Dice el refranero español aquello de “piensa mal y acertarás”. Nuestra propia desconfianza hacia el Estado y los poderes públicos puede jugarnos malas pasadas y de paso destruir las vidas de aquellos a quienes se señala como sospechosos y son inmediatamente juzgados como culpables. Un escándalo de Estado, dirigida por Thierry de Peretti (Ajaccio, Córcega, 1970) cuenta la debacle de un inspector de policía, Jacques Billard (Vincent Lindon) al que la prensa progresista acusa de estar lucrándose con el narcotráfico, cuya lucha lidera en la siempre convulsa Marsella.

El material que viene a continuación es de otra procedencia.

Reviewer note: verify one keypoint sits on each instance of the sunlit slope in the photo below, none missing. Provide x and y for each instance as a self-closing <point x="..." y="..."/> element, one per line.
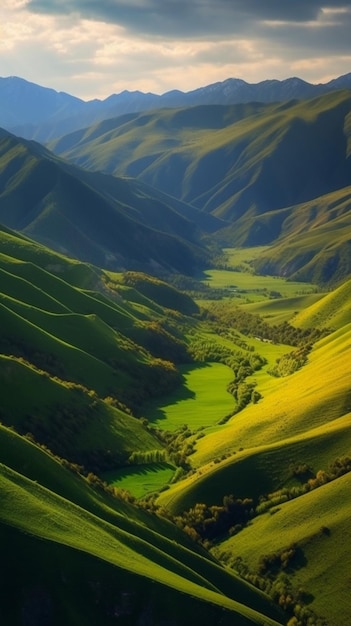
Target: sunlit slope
<point x="234" y="161"/>
<point x="303" y="417"/>
<point x="331" y="311"/>
<point x="319" y="523"/>
<point x="115" y="533"/>
<point x="69" y="209"/>
<point x="314" y="241"/>
<point x="69" y="348"/>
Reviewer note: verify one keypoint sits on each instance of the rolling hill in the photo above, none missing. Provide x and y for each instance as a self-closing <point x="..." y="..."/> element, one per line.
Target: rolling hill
<point x="36" y="112"/>
<point x="277" y="172"/>
<point x="72" y="336"/>
<point x="78" y="552"/>
<point x="109" y="222"/>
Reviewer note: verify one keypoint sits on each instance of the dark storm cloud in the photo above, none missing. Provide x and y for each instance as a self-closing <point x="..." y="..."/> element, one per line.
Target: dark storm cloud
<point x="191" y="18"/>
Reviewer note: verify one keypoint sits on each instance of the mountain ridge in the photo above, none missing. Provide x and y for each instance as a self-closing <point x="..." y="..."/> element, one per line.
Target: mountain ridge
<point x="60" y="113"/>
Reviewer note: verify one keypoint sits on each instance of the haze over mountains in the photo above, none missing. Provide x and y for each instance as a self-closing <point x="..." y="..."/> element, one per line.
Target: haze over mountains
<point x="97" y="346"/>
<point x="36" y="112"/>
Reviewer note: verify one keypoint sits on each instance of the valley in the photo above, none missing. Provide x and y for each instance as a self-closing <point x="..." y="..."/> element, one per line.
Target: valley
<point x="175" y="289"/>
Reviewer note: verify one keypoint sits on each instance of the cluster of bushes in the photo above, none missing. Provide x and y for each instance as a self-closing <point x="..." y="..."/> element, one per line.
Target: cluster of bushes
<point x="205" y="523"/>
<point x="160" y="292"/>
<point x="250" y="324"/>
<point x="179" y="445"/>
<point x="291" y="362"/>
<point x="340" y="466"/>
<point x="276" y="583"/>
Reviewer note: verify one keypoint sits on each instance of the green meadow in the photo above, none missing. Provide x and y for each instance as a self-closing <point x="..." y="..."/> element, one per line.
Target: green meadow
<point x="159" y="452"/>
<point x="201" y="401"/>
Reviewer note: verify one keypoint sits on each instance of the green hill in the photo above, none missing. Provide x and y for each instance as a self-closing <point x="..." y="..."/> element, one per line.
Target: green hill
<point x="83" y="357"/>
<point x="232" y="161"/>
<point x="106" y="221"/>
<point x="271" y="173"/>
<point x="97" y="556"/>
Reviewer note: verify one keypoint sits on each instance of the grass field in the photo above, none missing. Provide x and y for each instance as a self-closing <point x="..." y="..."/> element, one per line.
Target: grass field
<point x="244" y="287"/>
<point x="202" y="400"/>
<point x="301" y="522"/>
<point x="141" y="480"/>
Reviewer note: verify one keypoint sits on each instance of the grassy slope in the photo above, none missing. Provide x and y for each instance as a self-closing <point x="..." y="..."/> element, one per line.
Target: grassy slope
<point x="67" y="208"/>
<point x="111" y="530"/>
<point x="332" y="311"/>
<point x="86" y="337"/>
<point x="213" y="156"/>
<point x="315" y="397"/>
<point x="314" y="242"/>
<point x="203" y="388"/>
<point x="245" y="166"/>
<point x="328" y="559"/>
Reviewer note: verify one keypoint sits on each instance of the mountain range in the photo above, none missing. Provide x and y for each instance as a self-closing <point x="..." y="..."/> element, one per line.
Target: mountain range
<point x="175" y="415"/>
<point x="40" y="113"/>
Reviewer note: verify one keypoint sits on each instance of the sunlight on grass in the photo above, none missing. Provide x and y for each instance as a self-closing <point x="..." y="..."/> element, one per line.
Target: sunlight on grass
<point x="202" y="400"/>
<point x="141" y="480"/>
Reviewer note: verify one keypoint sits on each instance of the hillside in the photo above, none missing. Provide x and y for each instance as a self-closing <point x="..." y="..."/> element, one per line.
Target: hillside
<point x="231" y="161"/>
<point x="109" y="222"/>
<point x="98" y="557"/>
<point x="76" y="340"/>
<point x="47" y="114"/>
<point x="271" y="173"/>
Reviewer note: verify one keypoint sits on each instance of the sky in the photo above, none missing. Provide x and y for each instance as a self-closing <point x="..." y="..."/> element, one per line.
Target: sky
<point x="93" y="48"/>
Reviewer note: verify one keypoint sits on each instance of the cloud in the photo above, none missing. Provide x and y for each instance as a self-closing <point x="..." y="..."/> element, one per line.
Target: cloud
<point x="92" y="48"/>
<point x="190" y="19"/>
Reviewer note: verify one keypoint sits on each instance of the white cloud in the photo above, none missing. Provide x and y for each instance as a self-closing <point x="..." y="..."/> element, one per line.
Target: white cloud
<point x="89" y="57"/>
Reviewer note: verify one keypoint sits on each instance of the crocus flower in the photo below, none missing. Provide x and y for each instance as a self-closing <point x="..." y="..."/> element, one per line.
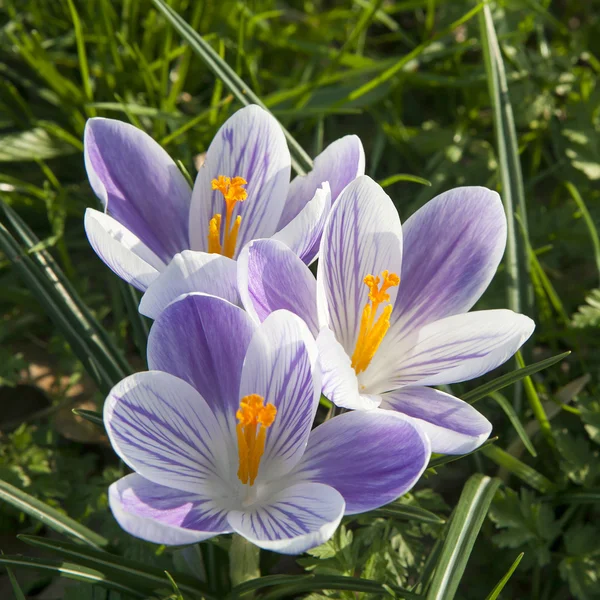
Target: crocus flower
<point x="389" y="305"/>
<point x="219" y="437"/>
<point x="242" y="192"/>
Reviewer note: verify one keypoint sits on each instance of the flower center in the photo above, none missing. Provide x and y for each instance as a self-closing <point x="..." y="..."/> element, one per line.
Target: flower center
<point x="373" y="331"/>
<point x="233" y="192"/>
<point x="254" y="419"/>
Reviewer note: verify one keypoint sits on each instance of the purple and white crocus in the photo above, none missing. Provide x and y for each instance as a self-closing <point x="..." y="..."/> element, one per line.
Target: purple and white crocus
<point x="389" y="304"/>
<point x="165" y="238"/>
<point x="218" y="434"/>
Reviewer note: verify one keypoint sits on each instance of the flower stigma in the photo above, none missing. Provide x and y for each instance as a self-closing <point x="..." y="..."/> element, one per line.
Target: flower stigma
<point x="233" y="192"/>
<point x="373" y="331"/>
<point x="254" y="419"/>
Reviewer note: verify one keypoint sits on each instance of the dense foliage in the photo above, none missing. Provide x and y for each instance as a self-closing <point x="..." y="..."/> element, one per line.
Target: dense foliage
<point x="422" y="83"/>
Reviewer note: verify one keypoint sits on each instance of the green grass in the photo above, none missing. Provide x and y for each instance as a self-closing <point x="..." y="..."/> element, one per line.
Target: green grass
<point x="442" y="94"/>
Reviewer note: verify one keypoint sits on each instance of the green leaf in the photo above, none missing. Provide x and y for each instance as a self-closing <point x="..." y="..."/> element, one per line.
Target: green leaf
<point x="89" y="415"/>
<point x="500" y="585"/>
<point x="407" y="512"/>
<point x="511" y="175"/>
<point x="289" y="585"/>
<point x="524" y="472"/>
<point x="301" y="162"/>
<point x="463" y="530"/>
<point x="19" y="595"/>
<point x="50" y="516"/>
<point x="88" y="339"/>
<point x="506" y="406"/>
<point x="71" y="571"/>
<point x="117" y="568"/>
<point x="443" y="460"/>
<point x="505" y="380"/>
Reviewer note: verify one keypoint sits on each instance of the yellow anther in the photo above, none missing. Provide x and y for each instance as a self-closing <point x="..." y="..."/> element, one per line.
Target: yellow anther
<point x="233" y="192"/>
<point x="254" y="419"/>
<point x="372" y="332"/>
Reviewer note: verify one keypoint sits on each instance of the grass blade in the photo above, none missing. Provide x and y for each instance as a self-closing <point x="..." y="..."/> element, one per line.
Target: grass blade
<point x="524" y="472"/>
<point x="464" y="527"/>
<point x="505" y="380"/>
<point x="506" y="406"/>
<point x="511" y="176"/>
<point x="119" y="569"/>
<point x="301" y="162"/>
<point x="18" y="592"/>
<point x="50" y="516"/>
<point x="289" y="585"/>
<point x="70" y="571"/>
<point x="500" y="585"/>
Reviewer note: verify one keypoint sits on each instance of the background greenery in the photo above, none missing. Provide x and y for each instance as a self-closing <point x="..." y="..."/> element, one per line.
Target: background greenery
<point x="436" y="100"/>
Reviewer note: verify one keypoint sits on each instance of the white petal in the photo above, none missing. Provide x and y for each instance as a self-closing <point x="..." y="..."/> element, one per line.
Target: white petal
<point x="121" y="250"/>
<point x="292" y="520"/>
<point x="191" y="271"/>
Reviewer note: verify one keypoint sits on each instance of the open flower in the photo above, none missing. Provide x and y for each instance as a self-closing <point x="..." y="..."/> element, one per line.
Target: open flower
<point x="389" y="320"/>
<point x="242" y="192"/>
<point x="219" y="435"/>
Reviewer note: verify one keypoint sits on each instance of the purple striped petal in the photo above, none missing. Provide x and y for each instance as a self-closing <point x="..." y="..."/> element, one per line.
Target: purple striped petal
<point x="203" y="340"/>
<point x="452" y="248"/>
<point x="139" y="184"/>
<point x="340" y="383"/>
<point x="339" y="164"/>
<point x="281" y="366"/>
<point x="272" y="277"/>
<point x="164" y="515"/>
<point x="452" y="426"/>
<point x="454" y="349"/>
<point x="122" y="251"/>
<point x="164" y="430"/>
<point x="362" y="236"/>
<point x="292" y="520"/>
<point x="188" y="272"/>
<point x="251" y="145"/>
<point x="303" y="233"/>
<point x="370" y="457"/>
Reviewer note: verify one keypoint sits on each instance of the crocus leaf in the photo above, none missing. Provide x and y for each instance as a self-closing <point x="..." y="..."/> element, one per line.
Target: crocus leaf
<point x="506" y="406"/>
<point x="89" y="415"/>
<point x="524" y="472"/>
<point x="500" y="585"/>
<point x="71" y="571"/>
<point x="505" y="380"/>
<point x="301" y="162"/>
<point x="18" y="592"/>
<point x="50" y="516"/>
<point x="464" y="527"/>
<point x="290" y="585"/>
<point x="117" y="568"/>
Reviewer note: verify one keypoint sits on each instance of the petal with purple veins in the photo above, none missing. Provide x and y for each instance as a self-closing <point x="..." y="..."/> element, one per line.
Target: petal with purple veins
<point x="250" y="144"/>
<point x="188" y="272"/>
<point x="303" y="233"/>
<point x="452" y="426"/>
<point x="271" y="277"/>
<point x="122" y="251"/>
<point x="292" y="520"/>
<point x="370" y="457"/>
<point x="163" y="515"/>
<point x="339" y="164"/>
<point x="362" y="237"/>
<point x="164" y="430"/>
<point x="281" y="366"/>
<point x="139" y="184"/>
<point x="203" y="340"/>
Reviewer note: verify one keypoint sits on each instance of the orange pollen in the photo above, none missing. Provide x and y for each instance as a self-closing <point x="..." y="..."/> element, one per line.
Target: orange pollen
<point x="372" y="332"/>
<point x="254" y="419"/>
<point x="233" y="192"/>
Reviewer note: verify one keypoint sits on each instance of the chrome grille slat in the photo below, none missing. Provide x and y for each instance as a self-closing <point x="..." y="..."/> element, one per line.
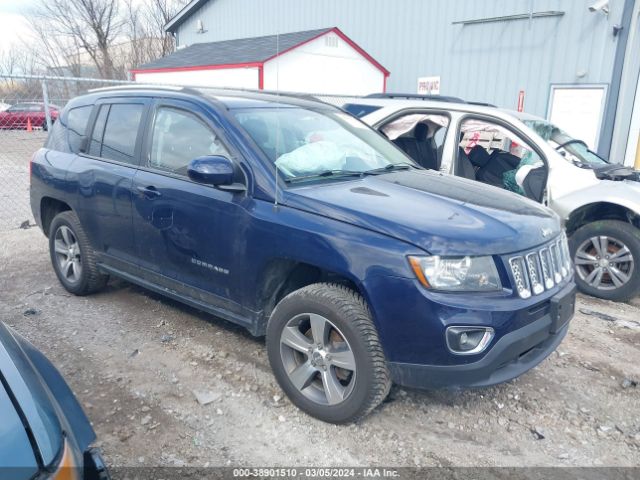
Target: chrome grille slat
<point x="541" y="269"/>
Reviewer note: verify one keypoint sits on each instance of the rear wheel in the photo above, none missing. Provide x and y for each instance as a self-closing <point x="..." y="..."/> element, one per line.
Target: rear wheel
<point x="325" y="353"/>
<point x="72" y="257"/>
<point x="606" y="255"/>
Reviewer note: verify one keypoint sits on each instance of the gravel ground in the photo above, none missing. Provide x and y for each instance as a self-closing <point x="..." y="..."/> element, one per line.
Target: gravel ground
<point x="135" y="360"/>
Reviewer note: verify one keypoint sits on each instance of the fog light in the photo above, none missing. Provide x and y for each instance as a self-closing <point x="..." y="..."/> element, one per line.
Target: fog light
<point x="468" y="340"/>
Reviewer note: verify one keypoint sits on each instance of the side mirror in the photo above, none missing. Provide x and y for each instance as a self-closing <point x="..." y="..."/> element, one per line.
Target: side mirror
<point x="84" y="144"/>
<point x="211" y="169"/>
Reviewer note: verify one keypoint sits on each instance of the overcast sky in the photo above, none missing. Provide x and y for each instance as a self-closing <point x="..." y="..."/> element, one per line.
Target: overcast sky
<point x="13" y="26"/>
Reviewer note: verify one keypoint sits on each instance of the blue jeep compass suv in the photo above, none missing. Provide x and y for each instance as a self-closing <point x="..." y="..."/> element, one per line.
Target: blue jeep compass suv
<point x="299" y="222"/>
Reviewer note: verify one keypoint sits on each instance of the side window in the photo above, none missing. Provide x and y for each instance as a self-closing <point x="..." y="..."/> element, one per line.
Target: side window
<point x="121" y="132"/>
<point x="421" y="136"/>
<point x="178" y="137"/>
<point x="495" y="155"/>
<point x="98" y="131"/>
<point x="77" y="120"/>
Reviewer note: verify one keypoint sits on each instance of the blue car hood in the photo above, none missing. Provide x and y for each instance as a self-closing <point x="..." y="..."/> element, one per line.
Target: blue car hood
<point x="439" y="213"/>
<point x="16" y="452"/>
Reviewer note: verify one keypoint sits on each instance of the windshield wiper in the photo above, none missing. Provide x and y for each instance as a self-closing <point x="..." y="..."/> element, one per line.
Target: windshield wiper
<point x="326" y="173"/>
<point x="392" y="167"/>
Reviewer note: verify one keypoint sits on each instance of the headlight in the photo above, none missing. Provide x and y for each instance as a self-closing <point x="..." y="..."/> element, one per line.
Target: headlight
<point x="457" y="274"/>
<point x="67" y="469"/>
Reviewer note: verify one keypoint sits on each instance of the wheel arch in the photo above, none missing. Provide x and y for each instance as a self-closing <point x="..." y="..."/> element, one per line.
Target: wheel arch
<point x="595" y="211"/>
<point x="282" y="276"/>
<point x="49" y="208"/>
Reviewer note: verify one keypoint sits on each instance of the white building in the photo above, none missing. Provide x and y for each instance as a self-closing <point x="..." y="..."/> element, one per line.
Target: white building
<point x="317" y="61"/>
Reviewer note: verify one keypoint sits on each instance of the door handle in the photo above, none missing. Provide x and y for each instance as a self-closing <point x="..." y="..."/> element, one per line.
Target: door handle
<point x="149" y="192"/>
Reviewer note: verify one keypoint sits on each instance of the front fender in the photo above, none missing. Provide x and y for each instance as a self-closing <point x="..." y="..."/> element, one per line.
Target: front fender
<point x="625" y="194"/>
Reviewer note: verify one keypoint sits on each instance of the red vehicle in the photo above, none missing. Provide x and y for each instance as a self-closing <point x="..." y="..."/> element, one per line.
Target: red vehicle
<point x="19" y="115"/>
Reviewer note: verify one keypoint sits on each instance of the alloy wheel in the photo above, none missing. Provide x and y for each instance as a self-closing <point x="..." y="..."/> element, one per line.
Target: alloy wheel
<point x="67" y="252"/>
<point x="604" y="262"/>
<point x="318" y="359"/>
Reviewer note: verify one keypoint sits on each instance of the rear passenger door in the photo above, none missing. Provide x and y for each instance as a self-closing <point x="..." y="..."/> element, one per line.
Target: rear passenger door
<point x="185" y="231"/>
<point x="104" y="175"/>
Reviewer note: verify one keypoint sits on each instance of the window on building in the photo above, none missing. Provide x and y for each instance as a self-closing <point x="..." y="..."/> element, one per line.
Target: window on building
<point x="77" y="120"/>
<point x="116" y="131"/>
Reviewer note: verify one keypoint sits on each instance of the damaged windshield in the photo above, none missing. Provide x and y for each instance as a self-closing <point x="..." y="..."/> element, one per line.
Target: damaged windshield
<point x="571" y="148"/>
<point x="316" y="145"/>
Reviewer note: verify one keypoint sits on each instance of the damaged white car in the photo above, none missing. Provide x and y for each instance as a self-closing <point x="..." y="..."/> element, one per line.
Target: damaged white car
<point x="599" y="202"/>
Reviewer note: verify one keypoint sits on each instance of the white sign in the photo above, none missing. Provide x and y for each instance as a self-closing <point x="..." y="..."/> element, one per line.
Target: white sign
<point x="429" y="86"/>
<point x="578" y="110"/>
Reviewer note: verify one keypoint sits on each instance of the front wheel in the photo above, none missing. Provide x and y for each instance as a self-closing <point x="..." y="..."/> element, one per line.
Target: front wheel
<point x="325" y="353"/>
<point x="605" y="254"/>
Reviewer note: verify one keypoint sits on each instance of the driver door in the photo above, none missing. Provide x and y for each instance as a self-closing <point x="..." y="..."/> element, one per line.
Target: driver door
<point x="184" y="230"/>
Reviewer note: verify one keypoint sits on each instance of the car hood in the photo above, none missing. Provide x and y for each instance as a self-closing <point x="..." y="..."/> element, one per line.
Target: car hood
<point x="439" y="213"/>
<point x="31" y="398"/>
<point x="16" y="452"/>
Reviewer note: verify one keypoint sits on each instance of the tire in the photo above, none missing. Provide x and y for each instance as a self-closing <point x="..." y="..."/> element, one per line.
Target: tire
<point x="326" y="389"/>
<point x="616" y="240"/>
<point x="68" y="240"/>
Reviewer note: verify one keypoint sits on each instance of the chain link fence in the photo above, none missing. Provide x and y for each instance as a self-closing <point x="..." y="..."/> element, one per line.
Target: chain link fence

El ”escándalo” arranca en octubre de 2015 cuando agentes de policía descubren siete toneladas de hachís en el centro de París. Ese mismo día, Hubert Antoine (Roschdy Zem), infiltrado policial, contacta con un periodista de Libération, Stéphane Vilner (Pio Marmaï), para denunciar los supuestos manejos turbios de Billard con capos de la droga. La realidad acaba siendo que los métodos del policía, que ha tejido una tupida red de informadores en el mundo de la delincuencia, son discutibles pero en ningún momento se ha enriquecido.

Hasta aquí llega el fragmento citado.